Hörst du den Dompfaff?

Wir standen vor dem Haus, sprachen über Kinder, Eltern und Zukunftspläne – auf einmal sagte Eckart: „Hörst du den Dompfaff?“
Nein, ich hatte keinen Dompfaff gehört, habe nicht gewusst, dass er an seinem weichen, zögerlichen, melancholischen Gesang zu erkennen ist.
Ich hatte gar nicht auf Empfang geschaltet!
Und Eckart stand da und war ganz ergriffen von dem, was er hörte.
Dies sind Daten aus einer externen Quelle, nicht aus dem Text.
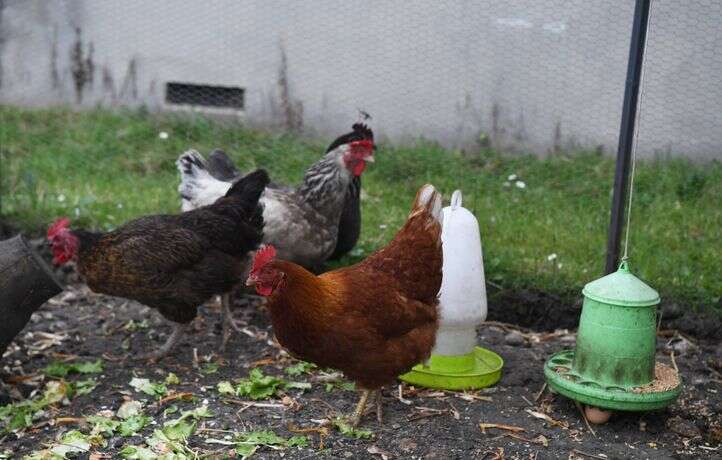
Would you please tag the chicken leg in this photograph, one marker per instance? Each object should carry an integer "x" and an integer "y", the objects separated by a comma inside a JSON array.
[
  {"x": 227, "y": 319},
  {"x": 379, "y": 406},
  {"x": 173, "y": 339},
  {"x": 360, "y": 407}
]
Als ich am Abend noch einmal über dieses Erlebnis nachdachte, habe ich mich an eine Geschichte erinnert:
Ein Amerikaner spaziert mit einem Indianer durch New York. Plötzlich zupft ihn der Indianer am Ärmel und sagt: „Hörst du die Grille zirpen?“
„Wie soll ich mitten im Lärm der Stadt eine Grille zirpen hören?“
Tatsächlich fanden sie in der Hecke an der Straße eine Grille.
Sie gingen weiter. Da nahm der Indianer eine Geldmünze aus der Tasche und ließ sie auf die Straße fallen.
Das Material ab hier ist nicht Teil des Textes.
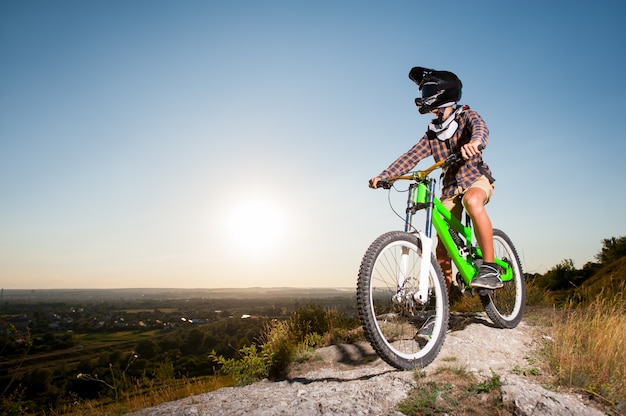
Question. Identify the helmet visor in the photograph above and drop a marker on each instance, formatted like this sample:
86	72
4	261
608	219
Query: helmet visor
430	89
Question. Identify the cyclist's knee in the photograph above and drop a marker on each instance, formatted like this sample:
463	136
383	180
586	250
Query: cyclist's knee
474	200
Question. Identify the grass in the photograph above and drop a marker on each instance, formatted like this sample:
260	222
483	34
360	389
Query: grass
453	390
587	349
142	397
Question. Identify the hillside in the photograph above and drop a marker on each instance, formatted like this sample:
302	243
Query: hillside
350	379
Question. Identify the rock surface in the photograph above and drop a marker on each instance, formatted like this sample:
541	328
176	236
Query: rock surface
351	380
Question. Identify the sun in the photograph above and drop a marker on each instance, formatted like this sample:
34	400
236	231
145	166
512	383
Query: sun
258	227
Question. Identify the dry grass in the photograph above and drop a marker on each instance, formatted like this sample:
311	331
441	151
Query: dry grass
588	349
147	396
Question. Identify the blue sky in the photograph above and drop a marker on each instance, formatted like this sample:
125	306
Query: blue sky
229	143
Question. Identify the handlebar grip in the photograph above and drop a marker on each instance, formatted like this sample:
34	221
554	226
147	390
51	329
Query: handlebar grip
385	184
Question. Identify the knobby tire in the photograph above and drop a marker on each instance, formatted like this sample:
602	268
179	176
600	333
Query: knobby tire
505	306
393	328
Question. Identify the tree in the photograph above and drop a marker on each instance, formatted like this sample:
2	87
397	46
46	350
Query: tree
612	249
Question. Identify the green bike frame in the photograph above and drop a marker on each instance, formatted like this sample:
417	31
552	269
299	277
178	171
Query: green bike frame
421	196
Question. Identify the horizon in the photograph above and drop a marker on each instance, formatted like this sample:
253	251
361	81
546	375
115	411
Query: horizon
217	144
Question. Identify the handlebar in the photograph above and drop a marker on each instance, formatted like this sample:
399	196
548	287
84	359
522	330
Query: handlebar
454	158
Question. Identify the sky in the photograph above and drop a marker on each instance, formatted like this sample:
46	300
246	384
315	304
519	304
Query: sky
205	144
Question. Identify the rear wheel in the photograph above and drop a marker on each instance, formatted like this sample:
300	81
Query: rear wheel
505	306
404	333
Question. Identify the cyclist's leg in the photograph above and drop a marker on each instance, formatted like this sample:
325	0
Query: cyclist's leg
474	201
453	205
Sofort drehte sich der Amerikaner um und sagte: „Da ist Geld auf die Straße gefallen!“
Der Indianer sagte: „Siehst du, die Münze ist kaum lauter als die Grille, aber die hörst du mitten im Lärm der Stadt!“

Was nehmen unsere Ohren wahr?
Das Laute in dieser Welt – oder auch die vielen leisen Töne, die Poesie, das, was der Mensch zwischen seinen Worten sagt, die Schwingungen, die von ihm ausgehen?
Die Tagesnachrichten, die man für uns ausgesucht und aufbereitet hat – oder auch die vielen kleinen Wunder und Begegnungen, die der Tag bereit hält?
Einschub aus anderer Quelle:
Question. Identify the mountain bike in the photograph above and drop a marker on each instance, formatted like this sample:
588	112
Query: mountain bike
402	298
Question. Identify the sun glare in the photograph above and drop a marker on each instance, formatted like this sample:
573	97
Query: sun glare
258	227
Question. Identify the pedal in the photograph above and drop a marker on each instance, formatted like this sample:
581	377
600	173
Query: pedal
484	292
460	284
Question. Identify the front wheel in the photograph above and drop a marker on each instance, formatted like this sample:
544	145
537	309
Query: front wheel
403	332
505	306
Das Negative, von dem es immer genug gibt – oder auch das Wissen um die Größe und Herrlichkeit des Lebens?
Die Außenseite der Dinge (von denen man uns sagt, darauf komme es an) – oder auch das Geheimnis Gottes, das dahinter steckt?
„Hörst du den Dompfaff?“
Diese Frage hat mich nachdenklich gemacht.
Wie aufmerksam gehe ich durch die Welt?
Was nehme ich wahr, wenn ich einem Menschen begegne?
Worauf habe ich meine Antennen ausgerichtet?
Für welche Themen bin ich sensibel und wo höre ich gerne weg?
Für welche Dinge bin ich auf beiden Ohren taub?
Wo stehe ich da und staune wie Eckart?

Dass wir achtsam durchs Leben gehen, wünsche ich uns allen.
Es gibt mehr zu hören, als wir ahnen.